- Wildlife officials seek the killers of two rare whooping cranes in Kentucky
- The birds are thought to have been shot in the same incident in November
- A reward is offered for information leading to those responsible for the crime
- Whooping cranes are the most endangered of all of the world's crane species
The hunt is on for the killers of two extremely rare whooping cranes, shot as they spent the winter in Kentucky.
The birds are thought to have been illegally shot in a single incident in November, the U.S. Fish and Wildlife Service and the Kentucky Department of Fish & Wildlife Resources said Thursday.
Now a reward is being offered to help track down the killers.
Whooping cranes are the most endangered of all of the world's crane species, according to the release, and are protected under two federal laws.
Fewer than 500 of the long-legged birds live in the wild in the United States. Seven of them were in Kentucky this winter.
The first bird was reported injured on November 25 in Hopkins County, the news release said.
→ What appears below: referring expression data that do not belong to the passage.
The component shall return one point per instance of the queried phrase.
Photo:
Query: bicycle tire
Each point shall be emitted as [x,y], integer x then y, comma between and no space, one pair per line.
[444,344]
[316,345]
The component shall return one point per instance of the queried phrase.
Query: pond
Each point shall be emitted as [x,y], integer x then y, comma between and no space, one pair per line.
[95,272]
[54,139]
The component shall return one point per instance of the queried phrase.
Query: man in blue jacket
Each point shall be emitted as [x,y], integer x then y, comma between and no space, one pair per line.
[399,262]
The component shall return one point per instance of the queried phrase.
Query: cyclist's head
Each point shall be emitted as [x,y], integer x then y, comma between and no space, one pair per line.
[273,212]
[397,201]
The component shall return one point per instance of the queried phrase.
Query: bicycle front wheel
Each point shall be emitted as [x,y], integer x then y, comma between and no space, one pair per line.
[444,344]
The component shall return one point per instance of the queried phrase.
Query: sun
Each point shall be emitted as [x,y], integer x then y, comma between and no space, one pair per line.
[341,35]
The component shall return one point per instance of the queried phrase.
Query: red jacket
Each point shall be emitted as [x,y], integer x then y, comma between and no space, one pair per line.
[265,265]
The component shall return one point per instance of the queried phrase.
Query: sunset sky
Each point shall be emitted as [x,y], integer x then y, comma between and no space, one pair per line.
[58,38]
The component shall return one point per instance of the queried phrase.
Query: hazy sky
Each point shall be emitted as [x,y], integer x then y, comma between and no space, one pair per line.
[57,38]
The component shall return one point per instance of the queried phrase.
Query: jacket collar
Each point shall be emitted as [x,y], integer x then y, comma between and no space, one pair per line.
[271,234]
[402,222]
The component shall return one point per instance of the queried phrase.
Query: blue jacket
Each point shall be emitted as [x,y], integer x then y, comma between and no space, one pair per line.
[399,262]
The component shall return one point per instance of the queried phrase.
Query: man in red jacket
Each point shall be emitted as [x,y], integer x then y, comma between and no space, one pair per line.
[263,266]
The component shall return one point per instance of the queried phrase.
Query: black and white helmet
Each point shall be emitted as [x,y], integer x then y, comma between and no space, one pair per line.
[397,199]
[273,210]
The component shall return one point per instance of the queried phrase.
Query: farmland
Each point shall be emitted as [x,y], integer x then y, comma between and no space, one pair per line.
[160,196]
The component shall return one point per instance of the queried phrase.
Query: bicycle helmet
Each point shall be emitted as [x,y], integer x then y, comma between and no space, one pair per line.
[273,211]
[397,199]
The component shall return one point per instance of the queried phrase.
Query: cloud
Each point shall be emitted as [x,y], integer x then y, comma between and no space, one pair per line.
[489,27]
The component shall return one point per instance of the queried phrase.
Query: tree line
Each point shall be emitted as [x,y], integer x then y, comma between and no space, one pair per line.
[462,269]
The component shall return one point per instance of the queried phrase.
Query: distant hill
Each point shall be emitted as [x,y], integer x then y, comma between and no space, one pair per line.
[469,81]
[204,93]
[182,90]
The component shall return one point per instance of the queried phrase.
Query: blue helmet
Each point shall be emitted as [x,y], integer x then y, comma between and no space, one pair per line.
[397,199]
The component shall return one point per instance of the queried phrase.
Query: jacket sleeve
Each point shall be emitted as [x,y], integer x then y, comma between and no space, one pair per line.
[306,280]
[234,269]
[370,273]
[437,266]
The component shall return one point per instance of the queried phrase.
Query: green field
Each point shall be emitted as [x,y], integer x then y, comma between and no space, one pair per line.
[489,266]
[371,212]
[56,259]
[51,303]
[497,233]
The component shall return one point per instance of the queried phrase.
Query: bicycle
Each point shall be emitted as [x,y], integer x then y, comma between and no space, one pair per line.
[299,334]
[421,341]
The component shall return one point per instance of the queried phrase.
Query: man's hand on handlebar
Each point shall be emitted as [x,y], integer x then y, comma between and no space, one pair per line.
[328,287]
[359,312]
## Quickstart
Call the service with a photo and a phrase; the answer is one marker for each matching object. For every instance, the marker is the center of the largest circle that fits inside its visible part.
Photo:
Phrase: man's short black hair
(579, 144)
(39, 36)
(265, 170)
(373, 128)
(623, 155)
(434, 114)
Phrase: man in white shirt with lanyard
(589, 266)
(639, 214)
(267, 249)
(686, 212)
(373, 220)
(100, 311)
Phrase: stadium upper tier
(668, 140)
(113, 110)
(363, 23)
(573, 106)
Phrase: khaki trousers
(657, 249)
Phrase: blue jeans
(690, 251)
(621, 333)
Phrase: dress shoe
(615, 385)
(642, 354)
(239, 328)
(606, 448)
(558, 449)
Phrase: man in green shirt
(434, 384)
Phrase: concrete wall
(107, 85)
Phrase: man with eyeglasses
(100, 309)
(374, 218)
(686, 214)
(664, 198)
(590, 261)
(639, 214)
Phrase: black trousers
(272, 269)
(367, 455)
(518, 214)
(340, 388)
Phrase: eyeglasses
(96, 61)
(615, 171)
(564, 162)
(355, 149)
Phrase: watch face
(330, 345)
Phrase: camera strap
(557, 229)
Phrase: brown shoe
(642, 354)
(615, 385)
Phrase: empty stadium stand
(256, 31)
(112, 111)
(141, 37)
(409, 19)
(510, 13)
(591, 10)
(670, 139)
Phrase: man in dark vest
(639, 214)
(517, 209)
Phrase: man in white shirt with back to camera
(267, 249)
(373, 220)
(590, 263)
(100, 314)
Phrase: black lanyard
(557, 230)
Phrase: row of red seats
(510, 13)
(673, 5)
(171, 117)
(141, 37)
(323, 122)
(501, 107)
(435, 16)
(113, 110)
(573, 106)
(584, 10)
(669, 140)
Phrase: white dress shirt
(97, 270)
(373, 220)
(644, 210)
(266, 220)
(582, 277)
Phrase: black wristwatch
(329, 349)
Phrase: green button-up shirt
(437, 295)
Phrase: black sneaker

Two days later it was rescued because it had become very weak, but its upper leg was shattered and it had to be euthanized.
Investigators then found the carcass of the bird's mate, about 5 miles from where the first crane was discovered.
The birds, which were fitted with radio transmitters, had arrived in Kentucky -- where they'd spent the previous two winters -- only in mid-November.
According to Kentucky's Courier-Journal newspaper, the male of the pair became well known to Louisville-area residents in 2007 when it fell behind during its first tricky migration south.
The reward for information leading to the arrest or conviction of those responsible currently stands at $7,200, and contributions continue to come in, wildlife officials said.
Anyone with clues should get in touch with the U.S. Fish and Wildlife Service or the Kentucky Department of Fish & Wildlife Resources.
The penalty for killing a whooping crane is up to a $100,000 fine and a year in prison.